REST API — /api/v1/targets/{id}/results, /latency, and /uptime accept an optional region= query parameter; /api/v1/targets/{id}/latency/by-region returns one series per region. GET /api/v1/regions lists the enabled region catalog and GET/PUT /api/v1/targets/{id}/regions read and set a monitor’s assignment — all under targets:read/targets:write. See REST API.

What deliberately blends across regions: the public status page’s component status (the public “is it up” answer is region-agnostic by design), the monitors list, and incident timelines.
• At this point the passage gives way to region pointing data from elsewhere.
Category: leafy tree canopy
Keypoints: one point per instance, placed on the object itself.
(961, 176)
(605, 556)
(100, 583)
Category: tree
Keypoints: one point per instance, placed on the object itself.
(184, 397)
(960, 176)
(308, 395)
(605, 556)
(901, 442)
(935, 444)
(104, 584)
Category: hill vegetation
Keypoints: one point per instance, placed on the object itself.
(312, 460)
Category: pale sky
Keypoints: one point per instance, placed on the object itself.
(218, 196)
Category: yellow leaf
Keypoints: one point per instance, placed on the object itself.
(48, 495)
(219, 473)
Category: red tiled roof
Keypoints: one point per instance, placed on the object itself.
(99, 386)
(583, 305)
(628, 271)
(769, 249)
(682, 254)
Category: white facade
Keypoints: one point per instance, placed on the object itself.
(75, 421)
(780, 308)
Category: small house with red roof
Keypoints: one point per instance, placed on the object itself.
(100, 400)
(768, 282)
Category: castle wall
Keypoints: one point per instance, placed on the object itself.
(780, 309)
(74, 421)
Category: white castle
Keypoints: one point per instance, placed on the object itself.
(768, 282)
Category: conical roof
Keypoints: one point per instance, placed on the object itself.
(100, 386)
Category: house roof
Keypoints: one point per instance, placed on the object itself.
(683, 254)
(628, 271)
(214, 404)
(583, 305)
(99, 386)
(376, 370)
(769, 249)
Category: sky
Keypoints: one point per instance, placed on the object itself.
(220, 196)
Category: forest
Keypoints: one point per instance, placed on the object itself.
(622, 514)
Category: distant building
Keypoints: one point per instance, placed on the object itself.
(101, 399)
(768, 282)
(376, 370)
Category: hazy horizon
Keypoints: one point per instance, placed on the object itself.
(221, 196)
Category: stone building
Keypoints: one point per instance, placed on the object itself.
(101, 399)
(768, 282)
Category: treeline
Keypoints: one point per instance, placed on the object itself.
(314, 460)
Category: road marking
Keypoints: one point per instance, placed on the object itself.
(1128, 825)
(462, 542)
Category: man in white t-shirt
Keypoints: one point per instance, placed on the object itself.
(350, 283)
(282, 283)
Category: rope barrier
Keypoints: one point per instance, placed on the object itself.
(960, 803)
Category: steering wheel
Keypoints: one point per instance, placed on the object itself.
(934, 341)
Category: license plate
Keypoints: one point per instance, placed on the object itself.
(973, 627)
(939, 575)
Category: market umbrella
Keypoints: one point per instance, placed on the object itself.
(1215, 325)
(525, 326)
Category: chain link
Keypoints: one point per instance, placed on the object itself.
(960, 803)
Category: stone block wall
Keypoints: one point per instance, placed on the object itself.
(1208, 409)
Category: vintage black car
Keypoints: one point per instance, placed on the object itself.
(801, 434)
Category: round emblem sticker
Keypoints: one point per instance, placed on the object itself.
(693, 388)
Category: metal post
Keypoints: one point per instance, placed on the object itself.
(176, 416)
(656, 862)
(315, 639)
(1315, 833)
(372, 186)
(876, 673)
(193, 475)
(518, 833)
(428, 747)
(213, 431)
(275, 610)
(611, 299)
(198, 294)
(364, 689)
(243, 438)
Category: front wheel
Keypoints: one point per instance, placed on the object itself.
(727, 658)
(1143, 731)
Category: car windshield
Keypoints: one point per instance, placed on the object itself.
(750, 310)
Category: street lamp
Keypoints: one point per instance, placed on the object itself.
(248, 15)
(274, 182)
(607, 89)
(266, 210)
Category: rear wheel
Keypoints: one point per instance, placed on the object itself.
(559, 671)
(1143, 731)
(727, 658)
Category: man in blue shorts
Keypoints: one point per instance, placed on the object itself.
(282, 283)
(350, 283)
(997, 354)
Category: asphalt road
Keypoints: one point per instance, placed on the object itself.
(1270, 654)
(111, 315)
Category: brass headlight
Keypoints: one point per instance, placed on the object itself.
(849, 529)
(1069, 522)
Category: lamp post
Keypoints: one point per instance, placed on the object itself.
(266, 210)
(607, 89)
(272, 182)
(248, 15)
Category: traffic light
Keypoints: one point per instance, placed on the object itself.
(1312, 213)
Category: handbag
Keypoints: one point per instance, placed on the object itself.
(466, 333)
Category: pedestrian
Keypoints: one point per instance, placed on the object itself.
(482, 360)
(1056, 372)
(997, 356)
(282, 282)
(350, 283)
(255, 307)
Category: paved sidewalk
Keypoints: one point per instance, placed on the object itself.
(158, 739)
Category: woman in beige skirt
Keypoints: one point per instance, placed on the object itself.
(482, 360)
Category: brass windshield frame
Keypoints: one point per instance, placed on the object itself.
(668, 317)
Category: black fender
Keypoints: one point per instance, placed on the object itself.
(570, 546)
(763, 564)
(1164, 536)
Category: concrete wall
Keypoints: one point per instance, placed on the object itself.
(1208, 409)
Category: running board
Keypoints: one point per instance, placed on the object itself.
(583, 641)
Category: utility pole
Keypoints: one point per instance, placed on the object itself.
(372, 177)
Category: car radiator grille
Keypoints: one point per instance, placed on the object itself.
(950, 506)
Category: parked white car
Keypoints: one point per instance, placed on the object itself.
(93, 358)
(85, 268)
Those aggregate every region so a viewer sees one verdict.

Incident detection across regions

Detection evaluates each region’s recent run independently and then combines the verdicts, so one region’s transient network blip can’t corrupt the picture for a target probed from several places. There is always exactly one incident per target — its region is unset.

How the per-region verdicts combine is a per-monitor policy, set on the monitor form (default majority):

any — open as soon as a single region is sustained-unhealthy.
majority — open once more than half the regions agree it’s down (the standard defence against a single-location false positive).
all — open only when every region is down.
count: N — open once at least N regions are down.

A monitor probed from a single region behaves the same under every policy.

See Configuration for the [scheduler], [agent], and [operator] keys, and Architecture for where the pieces sit.